Fort Apaches On The Tigris
Since its announcement, I've been harping on the disastrous end the "Surge" will come to in Iraq. Its strategy hinges on creating secure gated communities, and is a close facsimilie of the more torture-driven, less firepower-dependent French/German "quadrillage" methods of counterinsurgency which served as models for our good General Petraeus.
Here comes the harp again. Hard as it is to believe, the Pentagon's execution of strategy in Iraq is getting worse. First, Petraeus and others now see "the Surge" extending into '08. Next, the whole logic underlying quadrillage as a "pacification network" has already failed, because the US is being forced to construct heavier blast shields and to up-gun garrisons in order to keep them alive. If pacification were making the desired headway, taking that step probably wouldn't be necessary. Garrisons are under frequent attack, even in Baghdad; one fort was breached recently by a truck bomb which reportedly killed 9 and seriously wounded 20 soldiers:
"There's two threats to the combat outpost . . . a huge truck bomb, and indirect fire," Lt. Gen. Raymond T. Odierno, who handles day-to-day military operations in Iraq, said in an interview at his Baghdad headquarters last week. In response, he said, U.S. troops are building more walls to shield themselves from mortars and rockets, while trying to track down insurgents firing on them.The Iraq Command is botching the fortification job itself and, disturbingly, is missing the greatest threat they face. A third threat: direct ground assault. Pat Lang over at Sic Semper Tyrannis points the finger of experience at General Odierno, noting that as forts go, they're generally improvisational, poorly located, and insecure; if the insurgents used truck bombs to breach a fort wall or gate, they could mount a ground assault and overwhelm the garrison. If they did this to a number of forts at once, it would be a nightmare.

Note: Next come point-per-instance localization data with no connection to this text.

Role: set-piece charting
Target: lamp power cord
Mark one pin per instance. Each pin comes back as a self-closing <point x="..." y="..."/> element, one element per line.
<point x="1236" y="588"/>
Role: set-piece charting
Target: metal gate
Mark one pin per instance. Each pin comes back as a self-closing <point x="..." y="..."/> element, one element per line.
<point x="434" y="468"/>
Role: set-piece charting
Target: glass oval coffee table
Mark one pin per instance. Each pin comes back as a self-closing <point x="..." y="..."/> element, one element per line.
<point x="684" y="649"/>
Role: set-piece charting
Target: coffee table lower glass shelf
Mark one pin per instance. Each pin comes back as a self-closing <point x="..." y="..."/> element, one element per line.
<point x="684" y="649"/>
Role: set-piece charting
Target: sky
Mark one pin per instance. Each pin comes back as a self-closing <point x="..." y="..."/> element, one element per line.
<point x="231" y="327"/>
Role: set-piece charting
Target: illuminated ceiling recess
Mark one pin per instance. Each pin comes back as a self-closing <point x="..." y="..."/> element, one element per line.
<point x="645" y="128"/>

To counter truck bombs, military engineers are gauging the structural soundness of the outposts and making sure they are well removed from traffic, Odierno said. Antitank weapons such as the bazooka-like AT-4 are also now required for soldiers on guard.
Pat's point about breaching the garrison walls is true, and it's sad the general in question seems to have missed that possibility, but ground assaults may not even be needed to reach disaster status. The garrisons could simply be harrassed to death, for a number of reasons.
First, installing mini-garrisons into hostile neighborhoods with so few pacification carrots serves to negate the overwhelming advantage in firepower, and the considerable advantage in manoevre, factors our ground forces and tactics are designed around. Their fields of fire are reduced to the same as that of their enemies, a few hundred yards at best. It's M-16s vs. AK-47s all over again. Not good.
Second, putting professional, highly trained career soldiers into these forts as cannon fodder is nothing short of criminal. They're not even useful for "bait-and-destroy" missions, rather they encourage dispersion and steady forms of nuisance resistance. They are static targets waiting to either run out the clock, get wasted, get rescued, or get extracted. Or, as will be common, to go twitching mad. Can you imagine what it's like being stuck in one of these forts for months on end?
As an insurgent, all you'd have to do to generate wasteful responses from the garrisons and their rescue/reinforcement/air cover elements would be to get a few friends with light weapons, some surgical tubing, a dog food bowl, and catapult some molotov cocktails at it most every night. Or mortars. Or pot-shots. A recreational RPG. Or the occasional suicide bomber. The populace will back these nuisances up in the daytime with unfriendly stares, and anybody who in the gated community who lifts a finger to help the Americans would very quickly be taught not to.
By pressuring this style of occupation steadily, just heavily enough to keep forcing responses out of it, an adversary can provoke the whole logistical structure to grind itself to bits while it runs around trying to defend all the damned forts. An insurgency could win with comparatively little cost in casualties or equipment, knowing that the position of the garrisons are untenable.
The Iraqi insurgency need not scale up into squad or platoon-level concentrations to win by overwhelming specific garrisons in ground assaults. While losing forts like that would be a tremendously visible loss of prestige, the insurgency can also win by keeping its operations on the micro-logistical scale. By focusing on territorial coordination rather than direct ground assaults, they can overwhelm the support structure for the entire fort system. Possibly in the same amount of time. I would guess the probing, steadily escalating approach is what they'll stick with. If necessary, when the support system has tired and there's been plenty of time to probe, map, and measure weaknesses in response, then will come the breaches and the assaults.
Either way, the sheer asymmetry of expenditure by the two sides and results obtained for them eventually guarantees total US force exhaustion. And it's bigger than just Iraq. When you declare war on everybody, you've got to worry about everybody, and this is the role calling for a "Global War on Terror" has trapped our armed forces into. As for Surges, gated communities, quadrillage or GWOT, once we get kicked out of one fort, of one region, or one country, we've demonstrated our own defeat. Either some of those insecure forts must be abandoned, or they'll fall.